We also keep an eye on resources that are notorious for drift: security group rules edited by hand, IAM policy documents managed in multiple places, DNS records changed during incidents “temporarily,” and Kubernetes resources managed both by terraform and Helm (double-management is a special kind of chaos).

Sometimes the right move is to add ignore_changes for a field that is expected to change outside terraform (like desired_count for an ECS service managed by autoscaling).

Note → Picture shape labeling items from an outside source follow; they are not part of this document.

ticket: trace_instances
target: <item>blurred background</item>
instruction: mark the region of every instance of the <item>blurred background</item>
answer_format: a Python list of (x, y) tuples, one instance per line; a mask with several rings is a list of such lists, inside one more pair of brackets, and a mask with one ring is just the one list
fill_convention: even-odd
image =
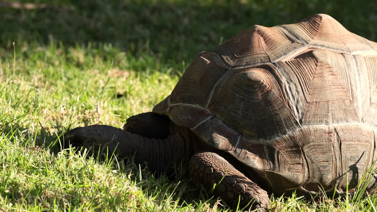
[(187, 64), (253, 25), (291, 23), (317, 13), (377, 40), (375, 0), (7, 0), (0, 1), (0, 57), (5, 61), (14, 41), (25, 54), (30, 46), (53, 41), (63, 49), (104, 44), (134, 58)]

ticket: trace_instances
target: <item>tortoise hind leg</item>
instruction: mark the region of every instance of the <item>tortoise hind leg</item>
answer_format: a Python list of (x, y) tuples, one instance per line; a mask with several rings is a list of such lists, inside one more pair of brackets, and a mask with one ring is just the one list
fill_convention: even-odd
[(124, 130), (149, 138), (164, 139), (170, 134), (171, 121), (167, 116), (148, 112), (133, 115), (126, 121)]
[(261, 211), (270, 207), (267, 192), (216, 153), (195, 154), (190, 160), (188, 170), (193, 182), (203, 185), (208, 191), (216, 183), (215, 194), (231, 207), (236, 207), (239, 200), (241, 207), (250, 201), (254, 202), (253, 208)]

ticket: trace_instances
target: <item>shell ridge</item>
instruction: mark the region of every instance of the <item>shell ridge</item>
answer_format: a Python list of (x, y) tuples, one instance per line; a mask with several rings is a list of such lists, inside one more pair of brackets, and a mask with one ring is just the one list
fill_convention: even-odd
[[(215, 54), (216, 53), (215, 53)], [(228, 70), (228, 71), (226, 72), (225, 72), (222, 75), (222, 76), (221, 76), (221, 77), (220, 78), (219, 78), (218, 80), (217, 80), (217, 81), (216, 82), (216, 83), (215, 84), (215, 86), (213, 86), (213, 88), (212, 89), (212, 90), (211, 91), (211, 93), (210, 94), (210, 97), (209, 97), (208, 98), (208, 100), (207, 101), (207, 104), (205, 106), (206, 109), (207, 109), (208, 110), (207, 108), (208, 108), (208, 105), (209, 104), (210, 102), (211, 101), (211, 98), (212, 98), (212, 95), (213, 94), (213, 92), (215, 91), (215, 89), (217, 87), (218, 84), (219, 84), (219, 83), (220, 82), (220, 81), (221, 81), (221, 79), (222, 79), (222, 78), (225, 75), (226, 75), (231, 70), (233, 64), (234, 63), (234, 61), (237, 60), (237, 58), (238, 57), (238, 55), (237, 55), (237, 56), (236, 56), (236, 58), (234, 58), (234, 60), (233, 61), (233, 62), (232, 63), (232, 65), (230, 66), (230, 67), (229, 67), (229, 68)]]

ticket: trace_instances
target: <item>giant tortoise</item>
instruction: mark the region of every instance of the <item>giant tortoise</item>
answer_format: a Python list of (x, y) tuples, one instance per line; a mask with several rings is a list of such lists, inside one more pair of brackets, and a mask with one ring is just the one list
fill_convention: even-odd
[(64, 139), (154, 171), (182, 164), (228, 205), (264, 210), (267, 191), (351, 191), (377, 159), (376, 137), (377, 43), (317, 14), (254, 26), (200, 53), (171, 94), (124, 130), (92, 125)]

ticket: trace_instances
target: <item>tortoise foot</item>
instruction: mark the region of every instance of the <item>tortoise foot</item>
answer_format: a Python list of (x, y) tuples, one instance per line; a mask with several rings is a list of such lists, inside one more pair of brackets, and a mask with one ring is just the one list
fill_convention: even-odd
[(194, 183), (202, 185), (208, 191), (216, 184), (215, 194), (230, 207), (236, 207), (239, 202), (241, 208), (249, 203), (253, 208), (259, 211), (270, 207), (267, 192), (216, 153), (204, 152), (195, 154), (188, 168)]

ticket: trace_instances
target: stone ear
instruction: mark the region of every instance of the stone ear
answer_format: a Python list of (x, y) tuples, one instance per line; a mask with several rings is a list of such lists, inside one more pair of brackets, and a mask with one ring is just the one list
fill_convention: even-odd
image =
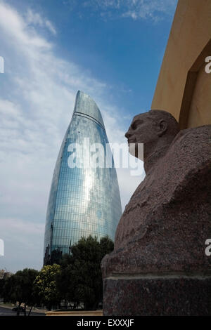
[(162, 136), (167, 129), (167, 123), (165, 120), (161, 119), (158, 123), (158, 136)]

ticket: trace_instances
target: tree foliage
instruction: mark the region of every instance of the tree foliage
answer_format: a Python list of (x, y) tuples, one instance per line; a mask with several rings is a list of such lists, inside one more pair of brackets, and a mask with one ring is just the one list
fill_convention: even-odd
[(95, 309), (102, 301), (103, 283), (101, 262), (113, 249), (108, 237), (100, 242), (96, 237), (82, 237), (71, 247), (71, 255), (64, 256), (56, 285), (65, 301), (75, 308), (83, 302), (85, 309)]
[(56, 278), (60, 270), (59, 265), (44, 266), (34, 281), (35, 291), (49, 310), (53, 305), (60, 302), (60, 294), (56, 285)]
[[(37, 301), (33, 284), (38, 274), (37, 270), (25, 268), (23, 270), (18, 270), (15, 274), (6, 279), (3, 288), (4, 302), (15, 303), (18, 301), (19, 307), (24, 303), (25, 315), (26, 315), (26, 305), (34, 305)], [(19, 315), (18, 310), (17, 312)]]

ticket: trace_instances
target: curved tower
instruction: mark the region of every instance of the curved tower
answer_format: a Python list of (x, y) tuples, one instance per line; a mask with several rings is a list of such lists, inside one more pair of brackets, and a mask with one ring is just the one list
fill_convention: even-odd
[[(70, 246), (82, 236), (91, 235), (99, 239), (108, 235), (114, 240), (122, 215), (116, 170), (112, 155), (110, 167), (90, 165), (90, 157), (96, 154), (94, 143), (97, 143), (94, 147), (101, 146), (105, 157), (111, 155), (101, 112), (87, 94), (79, 91), (51, 183), (44, 264), (56, 262), (63, 253), (69, 253)], [(97, 164), (98, 157), (94, 159)]]

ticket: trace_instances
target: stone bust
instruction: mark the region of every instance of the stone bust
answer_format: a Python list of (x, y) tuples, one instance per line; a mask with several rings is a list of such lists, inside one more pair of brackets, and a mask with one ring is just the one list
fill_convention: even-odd
[[(166, 111), (151, 110), (134, 117), (125, 133), (128, 143), (136, 143), (136, 154), (138, 157), (138, 143), (143, 143), (144, 169), (147, 173), (151, 168), (152, 157), (165, 152), (179, 131), (178, 122)], [(160, 154), (160, 157), (161, 157)], [(155, 157), (157, 159), (157, 157)]]
[[(143, 143), (146, 177), (125, 206), (114, 251), (101, 262), (105, 315), (127, 315), (121, 314), (120, 303), (112, 303), (123, 297), (115, 291), (119, 276), (210, 273), (211, 258), (205, 253), (211, 237), (210, 136), (210, 125), (179, 130), (176, 119), (162, 110), (133, 119), (125, 137), (136, 147)], [(114, 277), (115, 282), (110, 279)], [(198, 290), (197, 295), (202, 294)]]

But we treat ignore_changes like hot sauce: a little can improve the meal, a lot ruins it, and someone will regret it later.

When importing, we keep the work isolated to a branch and stack, and we run a plan immediately after import to ensure terraform isn’t about to “correct” the imported resource into something else.

Our terraform Checklist For Saner Infrastructure

By now, the pattern is pretty clear: terraform rewards teams that are consistent and punishes teams that improvise. So we keep a checklist that’s short enough to follow and strict enough to prevent the classics.

What we expect in every repo/stack:

Remote state with locking and encryption
Providers and terraform versions pinned
Clear stack boundaries (small states, minimal coupling)
Modules with small interfaces and versioning discipline
CI running fmt/validate/plan on every change
A reviewed plan before apply
Scheduled drift detection
Documented “break glass” process (and audited access)

And culturally:

If you had to click it in the console, you open a ticket to codify it after.
If a plan wants to replace something stateful, we stop and investigate.
If a change feels scary, we test it in a lower environment first.
If we can’t explain a diff, we don’t apply it.

The payoff is real: fewer production surprises, faster onboarding, and the ability to make infrastructure changes without feeling like we’re defusing a bomb with oven mitts.

For ongoing reference, we keep the official docs nearby and lean on community patterns when we need them: Terraform docs, plus the Terraform Registry for module conventions and provider versions.